Aku mau dalam sebulan ini kamu tidak pergi bekerja. Tetaplah di rumah melakukan peranmu sebagai istri yang sebenarnya, sekaligus ibu yang memperhatikan dan menyayangi anak-anaknya.
"Rai, tunggu. Jangan ke mana-mana Rai, jangan pergi! Jangan tinggalkan aku! Aku tidak bisa di sini sendirian. Tolong, biarkan aku ikut. Rai, tunggu aku." Hana mengigau lagi. Tangannya terulur seakan sedang mencoba meraih sesuatu, tetapi sulit digapai.
Baiklah. Akan kulakukan. Kupenuhi permintaanmu, Rai. Kamu harus berjanji tidak akan mempersulitku nanti. Dan jangan lupa setelah satu bulan ini selesai, kamu harus menandatangani surat cerainya.
"Jangan! Berikan suratnya padaku, aku tidak akan pergi. Jangan! Aku tidak mau bercerai. Tidak, aku tidak mau, Rai!" Hana menjerit. Dia tersentak, terbangun dari mimpi sekian buruk. Deru napasnya tidak teratur, dadanya terengah-engah. Persis seseorang yang dihantui rasa menakutkan.

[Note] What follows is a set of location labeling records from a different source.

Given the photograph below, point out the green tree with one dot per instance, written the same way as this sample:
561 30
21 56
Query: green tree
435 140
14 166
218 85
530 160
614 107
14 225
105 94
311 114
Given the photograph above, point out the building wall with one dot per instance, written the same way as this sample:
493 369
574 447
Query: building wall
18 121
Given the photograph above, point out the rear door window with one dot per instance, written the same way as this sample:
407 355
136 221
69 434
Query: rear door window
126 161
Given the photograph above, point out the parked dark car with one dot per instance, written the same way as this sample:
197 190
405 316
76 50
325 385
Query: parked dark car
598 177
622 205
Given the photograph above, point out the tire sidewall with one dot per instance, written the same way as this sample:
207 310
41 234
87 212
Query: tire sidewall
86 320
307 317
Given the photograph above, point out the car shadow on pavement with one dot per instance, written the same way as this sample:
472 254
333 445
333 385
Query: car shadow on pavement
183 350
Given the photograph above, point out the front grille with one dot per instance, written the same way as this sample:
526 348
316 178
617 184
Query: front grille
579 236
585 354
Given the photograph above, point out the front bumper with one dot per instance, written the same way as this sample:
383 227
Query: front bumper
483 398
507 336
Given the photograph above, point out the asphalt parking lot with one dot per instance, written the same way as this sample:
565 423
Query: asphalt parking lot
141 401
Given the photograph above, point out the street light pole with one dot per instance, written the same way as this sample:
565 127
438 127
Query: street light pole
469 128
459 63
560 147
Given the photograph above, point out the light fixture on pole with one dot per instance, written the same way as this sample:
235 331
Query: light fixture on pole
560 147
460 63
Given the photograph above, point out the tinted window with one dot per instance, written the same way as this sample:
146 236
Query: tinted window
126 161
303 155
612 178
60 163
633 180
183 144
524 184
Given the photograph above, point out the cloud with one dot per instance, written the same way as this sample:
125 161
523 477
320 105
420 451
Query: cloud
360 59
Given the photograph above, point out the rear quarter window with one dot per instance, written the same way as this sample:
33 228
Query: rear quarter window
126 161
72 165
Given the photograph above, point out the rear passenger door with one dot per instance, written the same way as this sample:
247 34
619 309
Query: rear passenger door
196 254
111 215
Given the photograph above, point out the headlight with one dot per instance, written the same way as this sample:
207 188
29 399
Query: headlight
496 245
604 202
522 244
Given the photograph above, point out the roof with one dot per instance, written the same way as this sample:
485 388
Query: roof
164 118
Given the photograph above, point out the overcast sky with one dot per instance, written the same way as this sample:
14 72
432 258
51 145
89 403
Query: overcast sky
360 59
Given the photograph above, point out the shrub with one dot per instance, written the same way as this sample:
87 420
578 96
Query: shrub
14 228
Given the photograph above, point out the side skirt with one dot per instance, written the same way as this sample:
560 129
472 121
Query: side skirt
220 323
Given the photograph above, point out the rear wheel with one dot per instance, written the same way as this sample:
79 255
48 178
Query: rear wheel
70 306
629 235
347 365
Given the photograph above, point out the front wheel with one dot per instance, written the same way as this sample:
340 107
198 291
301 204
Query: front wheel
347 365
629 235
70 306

"Nyonya ...!" pekik Tamae. Buru-buru dia membuka pintu kamar. "Kamu bermimpi lagi?" tanyanya cemas. Bisa menebak keadaan Hana, sebab dia memahami kebiasaan-kebiasaan sang majikan. Tamae langsung mengambil obat penenang yang ada di dalam laci nakas, meraih segelas air putih di atas laci untuk diberikan pada Hana. "Tenanglah, tidak ada yang perlu kamu takutkan. Itu semua hanya mimpi, aku di sini menemanimu." Lirih Tamae guna meredakan kekalutan yang barusan dialami Hana. Seperti malam-malam biasa, kini dia pun siaga menemani Hana menanti pagi dan asa.
Bersambung...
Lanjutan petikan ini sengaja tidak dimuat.